Cannabis als Add-On Alexandra Negt, 03.01.2022 10:53 Uhr
Medizinisches Cannabis wird häufig bei chronischen Erkrankungen wie anhaltenden Schmerzzuständen eingesetzt. Die betroffenen Patient:innen nehmen häufig eine Vielzahl von Medikamenten ein. Durch die zusätzliche Einnahme einer Cannabis-Rezeptur kann die Medikamentenlast deutlich gesenkt werden. In einer aktuellen Beobachtungsstudie zeigt der Cannabis-Hersteller Tilray auf, dass Blüten oder Extrakte als Add-On die sonstigen Arzneimitteleinnahmen signifikant reduzieren können.
Indikationen für eine Therapie mit Medizinalcannabis gibt es viele. So kommt Medizinalhanf beispielsweise bei Multipler Sklerose und Epilepsie zum Einsatz. Für diese zwei Indikationen liegen mittlerweile mehrere Studien vor. Auch bei der Behandlung von Übelkeit und Erbrechen nach einer Chemotherapie sowie zur Appetitsteigerung bei HIV zeigt die Heilpflanze gute Ergebnisse. Haupteinsatzgebiet bleibt aber aktuell die Behandlung von chronischen Schmerzen. Wenn starke Schmerzmittel wie Opioide keinen ausreichenden Therapieerfolg mehr zeigen, erfahren Betroffene unter einer Cannabis-Therapie häufig eine erneute Schmerzreduktion. Doch auch zur Dosisreduktion der Analgetika trägt Cannabis bei.

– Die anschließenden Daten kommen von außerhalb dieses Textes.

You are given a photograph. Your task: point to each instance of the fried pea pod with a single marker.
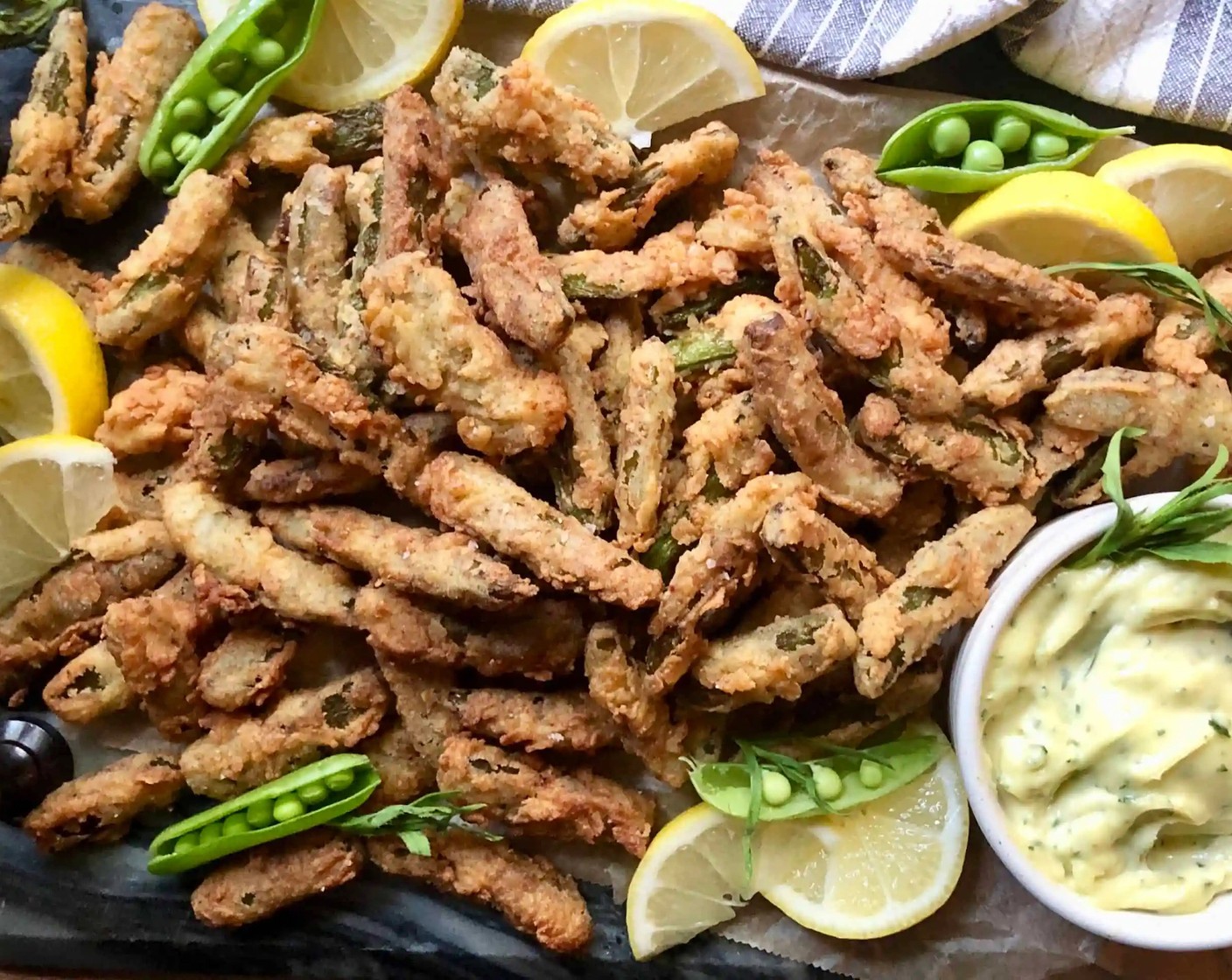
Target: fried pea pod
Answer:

Bei immer mehr Erkrankungen zeigt Cannabis eine Wirksamkeit – die Studienlage ist nicht bei allen Erkrankungen in großem Umfang gegeben, sodass die Behandlungserfolge oft auf Erfahrungen aus der Praxis beruhen. Weltweit laufen zahlreiche Studien in verschiedenen Indikationsgebieten, deren Ergebnisse mit Spannung erwartet werden.

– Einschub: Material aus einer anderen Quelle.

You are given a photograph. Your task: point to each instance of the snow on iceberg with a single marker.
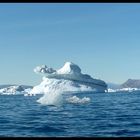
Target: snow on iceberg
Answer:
(14, 90)
(66, 79)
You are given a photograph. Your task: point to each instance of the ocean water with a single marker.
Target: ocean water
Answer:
(104, 115)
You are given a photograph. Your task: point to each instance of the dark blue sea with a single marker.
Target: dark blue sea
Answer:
(106, 115)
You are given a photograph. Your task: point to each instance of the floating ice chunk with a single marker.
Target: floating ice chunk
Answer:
(75, 99)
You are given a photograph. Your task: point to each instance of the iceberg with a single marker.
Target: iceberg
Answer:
(14, 90)
(66, 79)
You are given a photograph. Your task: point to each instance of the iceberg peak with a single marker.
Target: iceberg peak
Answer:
(69, 68)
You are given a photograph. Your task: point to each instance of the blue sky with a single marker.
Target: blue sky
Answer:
(103, 39)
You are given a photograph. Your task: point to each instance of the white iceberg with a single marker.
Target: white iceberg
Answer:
(67, 79)
(14, 90)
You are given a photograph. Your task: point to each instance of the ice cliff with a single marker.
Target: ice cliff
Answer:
(66, 79)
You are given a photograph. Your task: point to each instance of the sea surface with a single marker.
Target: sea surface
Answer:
(105, 115)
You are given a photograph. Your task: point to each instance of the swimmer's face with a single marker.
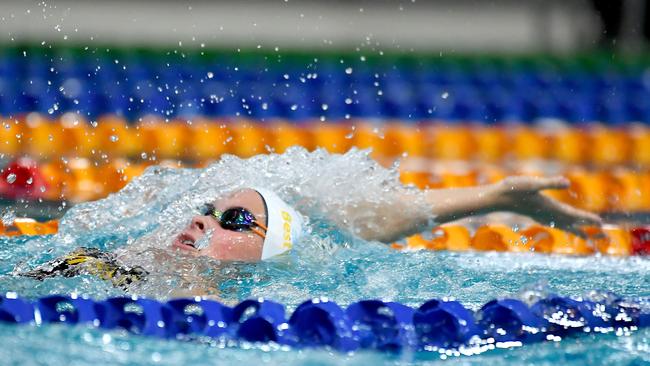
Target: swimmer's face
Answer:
(226, 245)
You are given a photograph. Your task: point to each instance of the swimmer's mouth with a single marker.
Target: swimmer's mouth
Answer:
(184, 241)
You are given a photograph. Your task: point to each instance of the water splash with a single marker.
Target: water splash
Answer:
(139, 222)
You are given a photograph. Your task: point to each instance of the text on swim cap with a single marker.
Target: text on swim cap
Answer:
(287, 230)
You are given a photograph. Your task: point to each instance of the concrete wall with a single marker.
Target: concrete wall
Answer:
(447, 26)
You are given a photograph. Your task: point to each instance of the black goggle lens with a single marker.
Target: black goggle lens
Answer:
(236, 218)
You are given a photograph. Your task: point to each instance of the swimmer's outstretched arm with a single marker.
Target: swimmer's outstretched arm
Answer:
(521, 195)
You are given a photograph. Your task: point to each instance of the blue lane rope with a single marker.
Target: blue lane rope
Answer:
(366, 324)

Weniger Schmerzmittel bei Cannabis-Einnahme
Tilray als langjähriger Hersteller von Cannabisblüten und Vollspektrum-Cannabisextraktenkonnte in einer umfangreichen Beobachtungsstudie mit über 1100 Patient:innen bereits zeigen, dass die Einnahme von Cannabisrezepturen die Medikamentenlast bei vorerkrankten Patient:innen signifikant senken kann. Sowohl die Dosierung und Einnahme von Opioiden als auch von Nicht-Opioiden konnten deutlich reduziert werden. Auch die Einnahme von Antidepressiva, Antikonvulsiva und Benzodiazepinen konnte verringert werden. Während zu Studienbeginn beispielsweise 28,1 Prozent der Teilnehmer:innen angaben, Opioide einzunehmen, so waren es nach sechs Monaten unter medizinischer Cannabistherapie nur noch 11,3 Prozent. Im Mittel verringerte sich die täglich eingenommene Opioiddosis dabei von 152 mg auf 32,3 mg (Morphin-Milligramm-Äquivalent).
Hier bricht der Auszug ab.